In Figure 1, the Size on disk value is 512 bytes, the cluster size of this volume, and the Actual size is 1.37 MB.

If you are using disk quotas, the stub file will still cost you the actual size, in Figure 1, 1.37 MB. This ensures you can maintain disk quota policies without running the risk of inadvertently filling up your disks when files are retrieved.
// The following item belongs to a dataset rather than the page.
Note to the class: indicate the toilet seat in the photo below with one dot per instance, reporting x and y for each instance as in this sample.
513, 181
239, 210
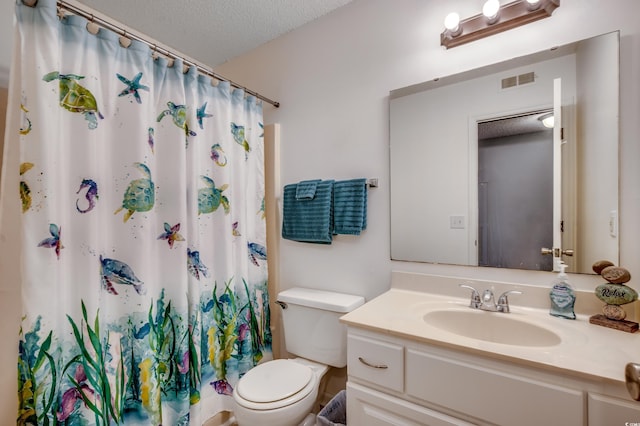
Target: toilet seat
274, 384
Figure 2. Offline File Attribute.


In Figure 2, the file is opened in Windows File Explorer, displaying the O attribute, or offline file. This is a standard Windows attribute that ensures other applications, such as anti-virus, recognize that this file is stored offline and may not be present on the disk.

Extracting a Stubbed File

When a stub file is opened, for example by double-clicking it in Windows File Explorer, the Agent intercepts the request and immediately retrieves the original file from the Repository and replaces the contents of the stub with the original data. This is a transparent process, even if the user access a file across a network share. The file is now available to the user. If the file is not modified in any way, it is automatically re-stubbed the next time a policy is run. However, if changes are made to the file, then a new instance of the file is archived in the repository.

Area of Interest

An Area of Interest is the area in which an Agent is allowed to search, restricting which directories can be selected when a Policy is defined. The Area of Interest for an ArchiveOne for Files Agent is a collection of base directories on the file server that the Agent is permitted to process. You can specify as many base directories as necessary across as many volumes on the agent server as needed. Note the Agent automatically traverses into sub-directories of each base directory defined in the Area of Interest.

Figure 3. Area of Interest.


Figure 3 shows a typical Area of Interest defined for an Agent. In this example the directories E:\Download, E:\Users, and E:\Uploads\Project Files define the Area of Interest for the Agent.